In Russia we have a hugetradition of feminism. One of the most radical things was in the times of the October revolution of
1917. They legalised abortions, provided good medical governmental payed service for it, there were holidays for pregnancy,
payment for baby delivery and other laws that gave legal freedom to a single mother, to give her time for social and
political activities. Gender stricture was totally destroyed in a few years. A painful experience was when people in the
thirties tried to restore gender, they tried to return to the social practices of the bilinear family, but governmental
law still avoided social gender stricture. This revolutionary law created a political possibility for free love, so that
people did get married until the middle of the 1930's . They thought about free expressions of sexuality in the early
twenties especially. Having this experience of feminist radicalism in our past, we don't need to fight for our future.
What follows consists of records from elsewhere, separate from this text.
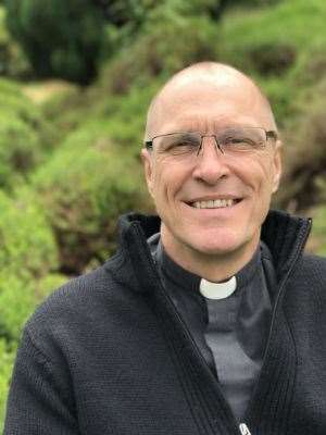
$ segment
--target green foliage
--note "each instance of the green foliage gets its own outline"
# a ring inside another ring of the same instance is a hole
[[[67,137],[33,184],[57,236],[61,270],[67,273],[103,261],[115,245],[117,216],[142,203],[135,159],[127,147],[114,147],[99,123]]]
[[[14,199],[0,191],[0,270],[25,281],[55,269],[55,243],[35,196],[26,188]]]
[[[147,86],[158,76],[163,79],[191,63],[214,60],[217,34],[216,25],[205,16],[183,17],[158,9],[135,42],[103,71],[102,80],[110,83],[111,92],[122,95],[135,84]]]
[[[0,5],[0,75],[23,77],[30,73],[30,67],[21,47],[7,29],[5,14],[5,9]]]
[[[55,137],[20,87],[0,79],[0,188],[11,189],[46,158]]]
[[[22,279],[11,273],[0,273],[0,338],[17,341],[22,327],[37,302],[32,279]]]
[[[325,190],[326,194],[326,190]],[[319,256],[326,257],[326,206],[313,211],[312,248]]]
[[[36,74],[88,83],[96,75],[103,20],[87,0],[5,0],[8,27]]]
[[[3,431],[4,411],[9,382],[12,372],[14,351],[8,349],[8,345],[0,339],[0,432]]]

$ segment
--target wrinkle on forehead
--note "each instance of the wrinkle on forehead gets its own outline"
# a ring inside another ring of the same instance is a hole
[[[228,65],[201,62],[177,73],[153,98],[148,111],[146,138],[158,134],[162,120],[166,123],[166,117],[171,117],[172,124],[179,121],[184,123],[183,108],[189,101],[195,111],[198,108],[197,116],[193,113],[193,120],[198,120],[198,123],[192,124],[203,125],[205,129],[213,128],[208,122],[205,126],[204,119],[205,111],[209,113],[216,99],[221,107],[237,105],[243,109],[243,113],[256,111],[268,128],[276,129],[268,100],[249,77]],[[223,123],[223,120],[221,121]],[[216,128],[216,125],[214,127]]]

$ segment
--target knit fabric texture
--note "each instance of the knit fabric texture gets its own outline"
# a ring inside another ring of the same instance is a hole
[[[326,261],[302,254],[310,222],[271,212],[262,229],[277,275],[252,435],[326,433]],[[216,377],[160,283],[129,214],[103,266],[52,294],[27,322],[4,435],[239,435]]]

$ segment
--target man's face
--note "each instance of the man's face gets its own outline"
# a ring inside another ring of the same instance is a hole
[[[171,97],[167,92],[154,116],[151,137],[193,130],[213,135],[229,126],[275,128],[254,90],[204,82],[180,85]],[[174,258],[186,251],[198,257],[227,256],[250,246],[254,249],[272,194],[278,187],[277,142],[268,141],[256,152],[229,156],[214,147],[213,137],[205,137],[202,152],[192,161],[155,148],[142,150],[142,159],[149,191],[162,219],[163,245]],[[206,208],[210,204],[205,201],[212,200],[220,200],[216,208]]]

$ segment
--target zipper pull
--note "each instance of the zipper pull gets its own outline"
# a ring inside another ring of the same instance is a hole
[[[239,430],[241,432],[241,435],[251,435],[251,433],[250,433],[250,431],[249,431],[249,428],[248,428],[246,423],[241,423],[239,425]]]

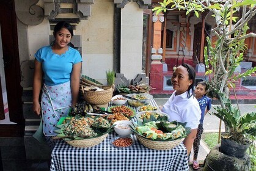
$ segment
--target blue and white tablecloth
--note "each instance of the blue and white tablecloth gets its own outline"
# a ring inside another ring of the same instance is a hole
[[[155,103],[152,100],[152,103]],[[154,106],[156,106],[155,104]],[[136,108],[136,107],[135,107]],[[134,108],[134,109],[136,109]],[[116,148],[110,140],[117,136],[111,133],[100,144],[78,148],[59,140],[51,153],[50,170],[188,170],[187,151],[183,144],[169,150],[149,149],[135,135],[128,148]]]

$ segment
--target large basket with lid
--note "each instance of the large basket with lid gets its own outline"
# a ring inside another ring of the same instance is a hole
[[[92,91],[94,88],[98,87],[104,90]],[[84,87],[81,89],[84,100],[89,103],[95,105],[106,105],[111,100],[113,91],[115,89],[114,84],[109,86],[97,86]]]

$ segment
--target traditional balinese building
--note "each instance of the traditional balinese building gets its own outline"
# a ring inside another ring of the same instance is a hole
[[[154,6],[161,1],[152,1]],[[251,31],[255,32],[254,16],[249,23]],[[211,34],[211,29],[215,26],[215,19],[208,12],[200,15],[199,18],[194,13],[186,15],[185,10],[167,11],[164,14],[152,17],[152,49],[150,72],[150,82],[155,88],[152,93],[166,94],[173,92],[170,76],[173,67],[183,62],[193,66],[197,72],[197,81],[207,80],[205,76],[203,49],[207,46],[206,37],[212,42],[216,40]],[[244,61],[237,68],[237,71],[256,66],[255,38],[246,40],[248,49],[245,53]],[[247,78],[251,81],[240,80],[240,86],[255,86],[255,77]],[[249,83],[251,82],[251,83]]]
[[[21,140],[28,159],[49,158],[32,136],[40,123],[32,110],[34,54],[52,42],[59,21],[73,26],[81,74],[104,84],[106,72],[114,70],[131,81],[138,75],[147,77],[152,94],[170,94],[172,68],[183,62],[204,79],[202,48],[214,20],[206,16],[204,22],[183,11],[156,16],[150,9],[151,0],[0,1],[0,137]],[[254,42],[247,40],[246,67],[255,66]]]

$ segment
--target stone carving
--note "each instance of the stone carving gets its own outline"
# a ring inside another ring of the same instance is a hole
[[[43,0],[43,1],[45,16],[48,20],[54,20],[59,13],[61,13],[60,4],[67,2],[73,4],[73,13],[76,14],[78,18],[88,20],[88,17],[91,15],[91,4],[94,4],[94,0]]]
[[[170,30],[174,32],[174,35],[173,35],[174,37],[177,37],[177,32],[178,29],[178,26],[175,26],[173,24],[172,22],[167,23],[166,29]]]
[[[21,66],[21,81],[20,85],[23,88],[32,87],[33,86],[33,75],[34,73],[34,60],[24,61]]]
[[[114,4],[117,4],[117,8],[124,8],[125,5],[132,0],[114,0]],[[136,2],[140,9],[148,9],[148,5],[151,5],[151,0],[133,0]]]
[[[149,84],[149,78],[146,76],[145,73],[138,74],[135,79],[131,80],[132,85],[139,85],[142,83],[146,83],[148,85]]]
[[[186,45],[186,28],[185,27],[180,27],[180,32],[181,32],[181,44],[182,46],[184,48]]]
[[[36,4],[39,0],[15,0],[17,18],[27,25],[38,25],[44,19],[43,9]]]

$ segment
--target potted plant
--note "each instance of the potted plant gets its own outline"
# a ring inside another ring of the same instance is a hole
[[[213,45],[207,38],[208,46],[205,48],[204,56],[205,74],[210,78],[208,90],[211,97],[218,98],[221,103],[214,114],[229,127],[227,139],[233,139],[237,144],[246,144],[244,136],[255,134],[255,129],[248,126],[255,122],[256,115],[253,112],[242,117],[238,107],[236,108],[231,105],[229,95],[230,89],[234,90],[235,87],[235,81],[256,71],[256,67],[254,67],[243,73],[235,73],[236,68],[244,60],[243,52],[246,49],[245,39],[256,37],[255,34],[248,32],[247,26],[248,21],[256,13],[256,2],[253,0],[233,1],[164,0],[159,3],[160,6],[153,10],[158,15],[163,11],[185,10],[186,15],[192,12],[197,17],[200,12],[205,10],[212,13],[216,27],[211,29],[211,32],[216,35],[217,40]]]
[[[247,137],[256,136],[256,112],[241,115],[240,111],[232,105],[229,98],[223,94],[219,96],[225,108],[214,107],[213,114],[221,119],[229,128],[229,131],[223,133],[220,151],[229,156],[243,158],[252,142]]]

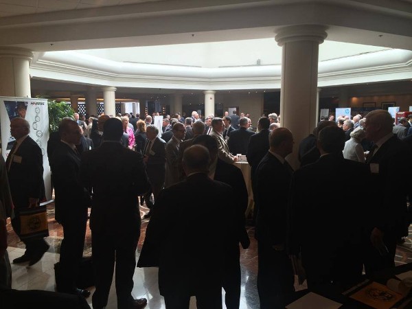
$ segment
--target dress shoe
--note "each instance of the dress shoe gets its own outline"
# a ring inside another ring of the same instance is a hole
[[[25,263],[26,262],[29,262],[31,260],[32,258],[30,258],[29,255],[23,254],[20,258],[17,258],[13,260],[13,264]]]
[[[132,302],[132,308],[140,309],[145,308],[148,304],[148,300],[146,298],[139,298],[139,299],[133,299]]]
[[[49,249],[49,247],[50,247],[50,246],[49,246],[47,244],[47,245],[45,246],[45,247],[42,250],[37,251],[36,253],[34,253],[33,255],[33,256],[32,257],[32,259],[30,260],[29,266],[34,265],[36,263],[37,263],[38,261],[40,261],[41,260],[41,258],[43,258],[43,255],[45,254],[45,253]]]
[[[78,294],[80,294],[84,298],[87,298],[90,296],[90,291],[89,290],[83,290],[82,288],[76,288],[76,291]]]

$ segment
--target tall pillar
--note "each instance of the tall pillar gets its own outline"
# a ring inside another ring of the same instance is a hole
[[[214,90],[205,90],[205,119],[210,114],[214,115]]]
[[[116,115],[116,87],[108,87],[103,89],[103,101],[104,102],[104,115]]]
[[[319,45],[328,36],[325,30],[318,25],[288,26],[280,29],[275,38],[282,47],[282,124],[293,134],[293,152],[288,160],[295,169],[299,144],[317,123]]]
[[[91,87],[86,93],[86,113],[89,115],[98,115],[98,100],[96,96],[96,91],[94,88]]]
[[[0,47],[0,95],[31,98],[29,65],[33,53],[18,47]]]
[[[319,109],[319,94],[321,93],[321,89],[320,88],[317,89],[316,95],[316,123],[314,124],[315,126],[317,126],[318,122],[321,119],[321,117],[319,116],[321,113],[321,110]],[[328,114],[328,115],[329,116],[329,114]]]
[[[146,99],[139,99],[139,107],[140,108],[140,119],[144,120],[146,117]]]
[[[70,95],[70,106],[75,113],[79,112],[79,95]]]
[[[341,87],[339,89],[339,103],[338,106],[341,108],[349,107],[349,95],[346,87]]]
[[[171,115],[179,113],[181,114],[183,112],[183,95],[181,93],[174,93],[173,96],[173,102],[170,104],[170,114]]]

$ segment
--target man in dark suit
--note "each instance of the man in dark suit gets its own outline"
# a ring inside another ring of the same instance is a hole
[[[237,232],[234,203],[222,197],[234,192],[207,176],[209,163],[209,152],[202,146],[185,151],[187,178],[161,191],[146,229],[138,266],[157,264],[159,288],[168,309],[189,308],[191,295],[196,296],[198,308],[222,308],[222,273],[230,240]],[[219,209],[213,228],[209,201]],[[176,211],[177,225],[170,220]]]
[[[122,134],[122,122],[108,119],[103,144],[82,157],[80,176],[93,194],[90,228],[95,309],[107,305],[115,261],[117,308],[141,308],[147,304],[146,299],[133,299],[131,293],[141,225],[137,196],[148,190],[149,183],[141,154],[120,144]]]
[[[286,128],[274,130],[270,148],[255,172],[258,207],[255,237],[258,240],[258,292],[262,309],[275,308],[276,296],[295,290],[292,264],[286,251],[286,209],[293,170],[285,157],[292,153],[293,136]],[[273,201],[276,196],[276,201]]]
[[[20,209],[35,207],[45,198],[45,184],[43,178],[43,155],[38,145],[29,137],[30,124],[23,118],[14,118],[10,122],[12,136],[16,139],[5,161],[16,216],[12,225],[20,237]],[[26,251],[13,263],[29,262],[29,265],[38,262],[49,244],[43,238],[22,240]]]
[[[238,129],[240,117],[236,115],[236,111],[233,111],[232,115],[229,115],[229,117],[231,119],[231,126],[235,128],[235,130]]]
[[[231,131],[235,130],[235,128],[231,126],[231,119],[229,116],[224,116],[223,118],[223,124],[225,124],[225,128],[223,129],[223,133],[222,135],[223,135],[223,138],[225,139],[229,139],[230,137],[230,133]]]
[[[374,146],[367,163],[372,174],[371,187],[376,188],[373,196],[373,211],[369,214],[371,242],[365,248],[365,271],[393,267],[396,240],[407,235],[405,230],[407,196],[411,181],[396,181],[399,173],[411,171],[411,153],[407,146],[393,134],[393,119],[384,110],[369,112],[365,124],[366,138]],[[385,248],[386,247],[386,248]]]
[[[238,153],[246,154],[251,136],[255,134],[253,131],[248,130],[249,126],[249,118],[242,117],[239,120],[240,128],[230,133],[230,137],[227,141],[227,146],[230,152],[236,155]]]
[[[76,288],[80,264],[83,256],[90,195],[80,178],[80,157],[76,146],[82,136],[80,127],[71,119],[59,126],[61,140],[50,158],[55,190],[56,220],[63,227],[64,238],[56,273],[56,290],[89,297],[90,292]]]
[[[185,141],[193,138],[193,130],[192,130],[192,118],[190,117],[185,119],[185,129],[186,133],[185,134]]]
[[[211,164],[209,176],[218,181],[227,183],[233,192],[236,207],[238,233],[231,242],[225,260],[222,286],[225,289],[225,302],[228,309],[239,308],[240,299],[240,252],[239,242],[244,249],[249,247],[250,240],[244,227],[244,212],[247,208],[248,195],[244,179],[240,169],[218,158],[218,143],[209,135],[199,135],[193,141],[194,145],[202,145],[210,154]]]
[[[177,119],[176,119],[177,120]],[[176,121],[174,123],[177,123]],[[168,131],[172,133],[172,131]],[[166,172],[166,143],[162,139],[159,138],[159,129],[153,125],[148,126],[146,128],[146,135],[148,139],[144,150],[144,159],[146,163],[149,182],[150,183],[151,190],[146,192],[144,196],[144,201],[146,206],[151,209],[153,203],[150,201],[150,195],[153,193],[154,203],[165,183],[165,176]],[[150,216],[150,211],[146,214],[145,218]]]
[[[252,192],[255,196],[255,173],[256,168],[269,150],[269,126],[271,122],[269,119],[266,117],[262,117],[258,122],[258,133],[251,136],[249,144],[246,152],[246,158],[251,165],[251,176],[252,181]],[[254,199],[254,198],[253,198]],[[256,220],[258,215],[258,205],[255,203],[253,208],[253,219]]]
[[[345,289],[362,275],[362,255],[355,253],[362,252],[370,196],[352,190],[349,201],[336,198],[336,190],[352,183],[355,174],[369,183],[370,173],[367,165],[343,158],[345,141],[344,131],[337,126],[321,130],[317,145],[321,157],[292,178],[288,247],[290,255],[301,255],[309,288],[333,282]]]

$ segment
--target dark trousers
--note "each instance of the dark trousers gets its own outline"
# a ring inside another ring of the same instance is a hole
[[[164,295],[166,309],[189,309],[190,293]],[[222,309],[222,288],[210,286],[194,293],[198,309]]]
[[[258,293],[261,309],[276,308],[275,297],[295,291],[295,275],[286,251],[258,242]]]
[[[99,309],[107,305],[115,261],[117,308],[130,308],[139,232],[140,227],[128,233],[117,235],[94,233],[92,229],[92,261],[96,287],[93,295],[93,308]]]
[[[82,296],[48,290],[0,289],[0,299],[5,308],[90,309]]]
[[[240,302],[240,253],[236,244],[231,248],[225,262],[222,286],[225,289],[225,304],[227,309],[239,309]]]
[[[83,257],[87,212],[82,216],[61,222],[64,238],[60,246],[59,272],[56,282],[59,292],[74,293],[77,288],[76,279]]]
[[[386,245],[389,253],[380,255],[370,241],[369,235],[364,238],[364,264],[365,272],[367,275],[372,274],[377,271],[395,267],[395,253],[396,253],[397,236],[391,233],[385,233],[383,242]]]
[[[12,227],[13,230],[20,238],[21,241],[25,244],[26,251],[24,253],[25,255],[32,257],[38,252],[45,251],[47,249],[49,245],[44,240],[43,237],[41,238],[32,238],[30,239],[23,240],[21,237],[21,225],[20,225],[20,216],[19,212],[19,208],[14,209],[14,218],[12,219]]]

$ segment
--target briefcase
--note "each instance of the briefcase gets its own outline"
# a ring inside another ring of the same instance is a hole
[[[22,240],[49,236],[47,206],[19,209],[20,239]]]
[[[54,279],[57,282],[57,277],[60,273],[60,262],[54,264]],[[93,271],[93,264],[91,257],[83,257],[80,265],[79,266],[79,272],[78,277],[76,279],[76,286],[78,288],[86,289],[90,286],[94,286],[94,273]]]

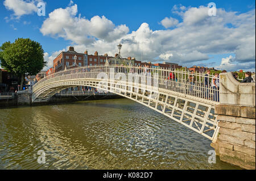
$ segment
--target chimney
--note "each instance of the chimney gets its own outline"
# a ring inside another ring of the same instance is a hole
[[[71,52],[75,52],[74,47],[69,47],[69,50]]]

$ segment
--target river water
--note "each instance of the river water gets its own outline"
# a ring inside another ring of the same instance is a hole
[[[239,169],[210,142],[126,99],[0,109],[0,169]]]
We already have our future in our past.
JB: Are you saying now that cyberfeminism is to act from the freedom you have as a woman? To realize you have this freedom
and to act from it?
AM: Mostly I have a freedom or unfreedom as a social and political person, but social and political roles and identities
are peanuts compared to my whole existential task. As a woman I have not enough formal expressions, in discourses there is
no cultural expression of the body and the sexualised body. Motherhood and pregnancy are totally hidden under medical and
pedagogical discourses. We have silence in the most productive existential experiences. Having freedom we have kind of
strong creative obligations to produce more formal expressions in a poetic way. That is what cyberfeminism and other
extravagant self articulations are about.